How is that different than the 0s and 1s of a program?

Assembly instructions are literally standard. What’s more, if said program uses something like Java, the byte code is even _more_ understandable. So much so that there is an ecosystem of Java decompilers.

Binary files are not the “source” in question when talking about “open source”

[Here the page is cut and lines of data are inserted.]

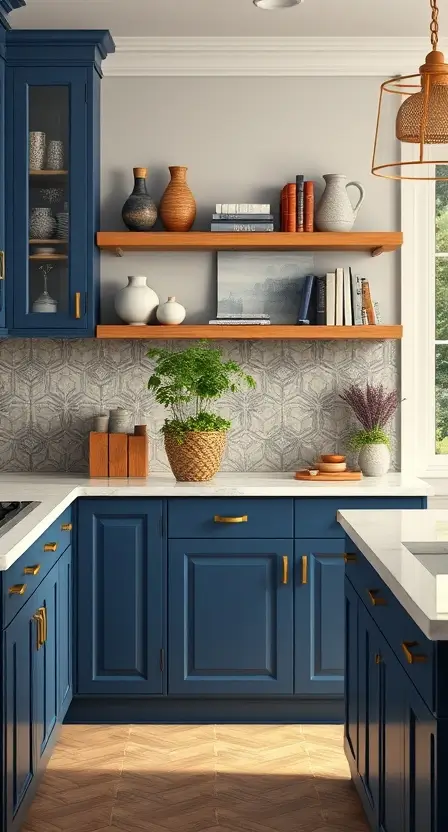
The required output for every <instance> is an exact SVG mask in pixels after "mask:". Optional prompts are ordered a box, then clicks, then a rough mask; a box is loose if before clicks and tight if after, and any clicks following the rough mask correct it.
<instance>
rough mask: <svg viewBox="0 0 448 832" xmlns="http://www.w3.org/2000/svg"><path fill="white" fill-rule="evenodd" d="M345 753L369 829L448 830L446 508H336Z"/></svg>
mask: <svg viewBox="0 0 448 832" xmlns="http://www.w3.org/2000/svg"><path fill="white" fill-rule="evenodd" d="M338 520H339V522H340V524H341V526H342V527H343V529H344V530H345V532H346V534H347V538H346V550H347V563H346V575H345V616H346V646H345V650H346V655H345V667H346V685H345V751H346V756H347V759H348V762H349V765H350V769H351V773H352V778H353V781H354V783H355V786H356V788H357V790H358V793H359V795H360V797H361V800H362V803H363V805H364V809H365V812H366V815H367V817H368V820H369V823H370V826H371V829H372V830H374V832H380V831H381V832H386V831H387V832H445V830H446V829H447V828H448V799H447V796H446V775H447V773H448V512H447V511H426V512H417V511H412V510H411V511H391V512H377V511H372V512H366V511H341V512H338Z"/></svg>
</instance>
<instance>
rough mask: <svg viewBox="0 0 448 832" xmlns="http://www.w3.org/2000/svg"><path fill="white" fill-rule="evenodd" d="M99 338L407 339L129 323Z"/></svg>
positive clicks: (105, 327)
mask: <svg viewBox="0 0 448 832" xmlns="http://www.w3.org/2000/svg"><path fill="white" fill-rule="evenodd" d="M96 337H97V338H126V339H136V338H140V339H146V340H164V341H165V340H169V341H171V340H173V339H176V340H179V339H192V338H207V339H215V340H219V341H222V340H233V341H234V340H257V341H262V340H270V341H272V340H277V341H281V340H301V341H313V340H315V339H319V340H321V341H334V340H350V341H355V340H356V341H358V340H362V341H365V340H367V339H368V340H372V341H384V340H386V339H393V340H398V339H400V338H402V337H403V327H402V326H401V325H399V324H394V325H392V326H382V325H378V326H275V325H271V326H229V325H224V326H220V325H219V324H217V325H214V324H191V325H190V324H185V325H184V324H181V325H180V326H161V325H159V326H128V325H126V324H124V325H123V324H118V325H116V326H115V325H111V326H108V325H101V326H97V328H96Z"/></svg>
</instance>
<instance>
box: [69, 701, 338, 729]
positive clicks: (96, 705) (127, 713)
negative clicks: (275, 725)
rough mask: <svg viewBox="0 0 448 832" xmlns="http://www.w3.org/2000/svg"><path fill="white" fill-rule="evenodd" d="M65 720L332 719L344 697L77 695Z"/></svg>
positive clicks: (290, 719) (319, 720) (288, 722)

fuzzbazz · 2025-01-29T17:34:54 1738172094

There is no way to decompile an LLM's weights and obtain a somewhat meaningful, reproducible source, like with a program binary as you say. In fact, if we were to compare both in this way that would make a program binary more "open source".

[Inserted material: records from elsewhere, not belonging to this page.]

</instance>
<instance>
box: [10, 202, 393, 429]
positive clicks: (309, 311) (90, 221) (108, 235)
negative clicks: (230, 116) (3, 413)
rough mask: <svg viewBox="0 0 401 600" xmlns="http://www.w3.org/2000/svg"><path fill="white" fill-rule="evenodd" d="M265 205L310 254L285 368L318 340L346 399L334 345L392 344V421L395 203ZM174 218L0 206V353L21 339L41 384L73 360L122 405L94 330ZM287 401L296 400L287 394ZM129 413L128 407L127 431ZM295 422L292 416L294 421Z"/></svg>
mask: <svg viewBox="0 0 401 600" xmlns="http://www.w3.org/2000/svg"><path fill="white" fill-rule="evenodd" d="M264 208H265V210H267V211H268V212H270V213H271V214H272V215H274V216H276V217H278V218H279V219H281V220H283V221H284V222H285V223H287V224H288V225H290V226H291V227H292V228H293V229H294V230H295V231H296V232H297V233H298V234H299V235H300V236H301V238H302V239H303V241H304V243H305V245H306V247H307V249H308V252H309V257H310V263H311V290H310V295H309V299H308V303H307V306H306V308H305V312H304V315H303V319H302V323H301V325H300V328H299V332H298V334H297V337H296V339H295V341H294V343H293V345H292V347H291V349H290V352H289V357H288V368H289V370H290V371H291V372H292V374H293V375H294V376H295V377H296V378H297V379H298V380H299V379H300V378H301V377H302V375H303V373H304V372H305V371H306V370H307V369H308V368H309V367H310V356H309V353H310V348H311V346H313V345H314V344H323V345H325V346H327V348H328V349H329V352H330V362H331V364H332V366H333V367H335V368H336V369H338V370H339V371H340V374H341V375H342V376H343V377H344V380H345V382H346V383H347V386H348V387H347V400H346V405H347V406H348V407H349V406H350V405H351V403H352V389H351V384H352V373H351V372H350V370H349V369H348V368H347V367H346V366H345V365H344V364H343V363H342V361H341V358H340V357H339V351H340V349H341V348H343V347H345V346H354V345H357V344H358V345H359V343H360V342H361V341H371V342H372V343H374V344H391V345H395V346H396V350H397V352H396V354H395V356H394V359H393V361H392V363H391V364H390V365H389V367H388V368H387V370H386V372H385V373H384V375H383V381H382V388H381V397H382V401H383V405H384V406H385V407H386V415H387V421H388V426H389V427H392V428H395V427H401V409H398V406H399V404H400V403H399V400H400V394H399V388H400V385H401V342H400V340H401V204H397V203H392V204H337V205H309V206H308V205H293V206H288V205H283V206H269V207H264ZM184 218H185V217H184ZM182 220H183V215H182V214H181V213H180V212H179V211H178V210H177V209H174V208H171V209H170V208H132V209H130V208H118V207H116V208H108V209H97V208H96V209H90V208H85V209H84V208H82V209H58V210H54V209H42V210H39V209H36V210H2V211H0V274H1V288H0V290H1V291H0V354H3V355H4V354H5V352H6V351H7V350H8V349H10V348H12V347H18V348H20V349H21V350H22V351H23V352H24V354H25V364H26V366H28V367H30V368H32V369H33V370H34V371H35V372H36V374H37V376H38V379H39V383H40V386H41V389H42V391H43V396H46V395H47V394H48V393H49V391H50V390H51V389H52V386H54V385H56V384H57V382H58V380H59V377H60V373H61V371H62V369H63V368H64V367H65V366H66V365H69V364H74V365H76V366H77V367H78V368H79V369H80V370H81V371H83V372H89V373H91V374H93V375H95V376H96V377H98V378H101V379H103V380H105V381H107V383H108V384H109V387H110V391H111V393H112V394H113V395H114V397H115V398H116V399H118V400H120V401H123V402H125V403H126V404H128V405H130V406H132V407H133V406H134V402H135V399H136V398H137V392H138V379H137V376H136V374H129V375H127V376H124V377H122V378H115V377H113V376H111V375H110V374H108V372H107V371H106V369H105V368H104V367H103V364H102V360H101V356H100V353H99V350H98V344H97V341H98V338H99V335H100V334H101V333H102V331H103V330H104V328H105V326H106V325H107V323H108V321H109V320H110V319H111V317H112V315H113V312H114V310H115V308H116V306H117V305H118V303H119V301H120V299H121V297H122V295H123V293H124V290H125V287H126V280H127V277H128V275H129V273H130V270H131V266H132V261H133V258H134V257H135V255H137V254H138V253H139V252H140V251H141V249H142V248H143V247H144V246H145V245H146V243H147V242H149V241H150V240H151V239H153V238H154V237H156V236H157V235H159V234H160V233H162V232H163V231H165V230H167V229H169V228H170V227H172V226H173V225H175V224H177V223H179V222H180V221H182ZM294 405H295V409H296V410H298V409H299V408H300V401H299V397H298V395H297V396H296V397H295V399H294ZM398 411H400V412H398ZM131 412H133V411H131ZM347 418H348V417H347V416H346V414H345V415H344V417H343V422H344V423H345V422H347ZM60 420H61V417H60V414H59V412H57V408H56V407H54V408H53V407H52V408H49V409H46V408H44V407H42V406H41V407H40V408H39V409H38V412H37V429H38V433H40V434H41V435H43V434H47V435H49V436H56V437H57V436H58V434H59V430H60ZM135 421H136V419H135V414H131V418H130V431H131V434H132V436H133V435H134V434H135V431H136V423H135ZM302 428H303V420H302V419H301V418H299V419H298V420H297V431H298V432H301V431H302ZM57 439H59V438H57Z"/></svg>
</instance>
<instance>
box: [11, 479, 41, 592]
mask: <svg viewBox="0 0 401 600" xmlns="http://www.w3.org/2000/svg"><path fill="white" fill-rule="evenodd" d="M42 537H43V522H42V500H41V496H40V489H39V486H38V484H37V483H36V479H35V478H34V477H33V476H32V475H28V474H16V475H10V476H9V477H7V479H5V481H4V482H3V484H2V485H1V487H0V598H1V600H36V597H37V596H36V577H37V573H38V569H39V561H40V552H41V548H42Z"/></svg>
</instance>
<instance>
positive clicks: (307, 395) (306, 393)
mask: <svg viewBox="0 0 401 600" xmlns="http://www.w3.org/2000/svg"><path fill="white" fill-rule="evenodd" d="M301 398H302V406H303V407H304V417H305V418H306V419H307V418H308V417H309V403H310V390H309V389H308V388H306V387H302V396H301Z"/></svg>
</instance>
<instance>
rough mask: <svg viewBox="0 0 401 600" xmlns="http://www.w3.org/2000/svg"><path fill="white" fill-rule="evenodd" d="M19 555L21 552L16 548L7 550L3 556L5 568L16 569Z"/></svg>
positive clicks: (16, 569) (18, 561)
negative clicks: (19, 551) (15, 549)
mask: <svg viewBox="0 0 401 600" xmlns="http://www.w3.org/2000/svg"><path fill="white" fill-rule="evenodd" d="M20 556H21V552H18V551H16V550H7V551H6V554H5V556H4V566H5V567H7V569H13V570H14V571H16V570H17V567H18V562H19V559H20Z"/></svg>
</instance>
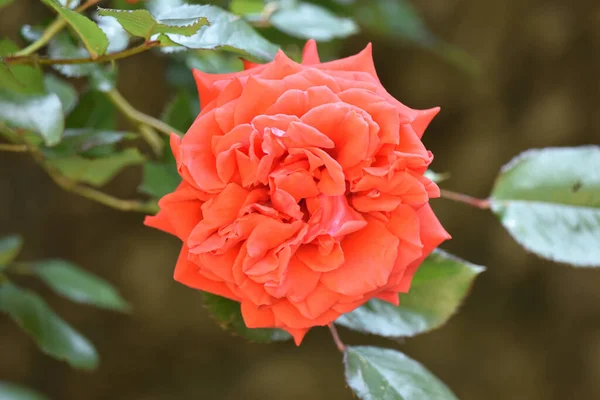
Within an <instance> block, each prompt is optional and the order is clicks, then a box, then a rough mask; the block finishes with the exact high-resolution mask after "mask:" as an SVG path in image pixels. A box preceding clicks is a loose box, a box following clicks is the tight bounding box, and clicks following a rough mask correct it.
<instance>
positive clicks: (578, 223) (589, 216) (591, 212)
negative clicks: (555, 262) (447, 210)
mask: <svg viewBox="0 0 600 400" xmlns="http://www.w3.org/2000/svg"><path fill="white" fill-rule="evenodd" d="M490 202H491V206H492V210H493V211H494V213H495V214H496V215H497V216H498V217H499V218H500V221H502V224H503V225H504V227H505V228H506V229H507V230H508V231H509V232H510V234H511V235H512V236H513V238H514V239H515V240H516V241H517V242H519V244H521V245H522V246H523V247H525V249H527V250H529V251H531V252H533V253H535V254H537V255H539V256H541V257H544V258H547V259H550V260H554V261H558V262H564V263H569V264H572V265H575V266H578V267H591V266H595V267H598V266H600V246H599V245H598V243H600V147H599V146H583V147H575V148H547V149H537V150H529V151H526V152H524V153H522V154H521V155H520V156H518V157H516V158H515V159H513V160H512V161H511V162H510V163H508V164H507V165H506V166H505V167H504V168H503V169H502V171H501V172H500V175H499V176H498V179H497V180H496V183H495V185H494V189H493V191H492V195H491V197H490Z"/></svg>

dartos · 2025-01-29T19:30:37 1738179037

Yes, that is my exact argument.

ComputerGuru · 2025-01-29T16:18:17 1738167497

As an actual FOSS developer: they didn’t open source it.

But I was merely adding the missing context using the (sorry) lingua Franca of AI.

famouswaffles · 2025-01-29T16:17:03 1738167423

They released the weights

jayd16 · 2025-01-29T17:23:58 1738171438

Publishing a white paper doesn't qualify as open source in any other context.

Google Spanner has a nice white paper but you wouldn't consider it open source, for example.

tim333 · 2025-01-29T22:12:10 1738188730

No. Basically everything. It's not even GPL, it's MIT license. See https://news.ycombinator.com/item?id=42768547

mritchie712 · 2025-01-29T16:05:55 1738166755

yes, all the training code is still closed and doesn't seem it will ever be released. Here's[0] a comment from a dev that worked at deepseek.

tldr: we're already on to the next model, don't expect anything else to get open sourced.

> I was just told that the amount of people there are too limited, and open-sourcing needs another layer of hard work beyond making the training framework brrr on their own infra. So their priority has been to open-source everything that is MINIMUM + NECESSARY to the community while pushing most efforts on iterating to the next generation of models I think. They have been write everything clearly in technical reports and encourage the community to engage in reproduction , which is the unique insight of the team as well I think.

0 - https://x.com/wzihanw/status/1884374329334387017

marcosdumay · 2025-01-29T21:04:10 1738184650

Weights are actually all you have. The "Open Source" name never applies to LLMs because they don't have a source.

But China did distribute them with sharing-friendly terms, what is completely different from others, like Meta, and makes the name way less misleading this time.

frontfor · 2025-01-30T02:20:49 1738203649

Stop referring to them as “China”. It’s as ridiculous as referring to Meta as “America”.

tarsinge · 2025-01-29T19:05:43 1738177543

Others? Do OpenAI, Google or Anthropic release weights?

badgersnake · 2025-01-29T16:22:35 1738167755

Yeah, it’s not opensource. It’s just not SaaS. We need to call out these AI companies more on this.

otterley · 2025-01-29T18:55:05 1738176905

We have a term for this: "freeware."

badgersnake · 2025-01-29T20:10:07 1738181407

Sure, call it that then. Cut the open source bollocks.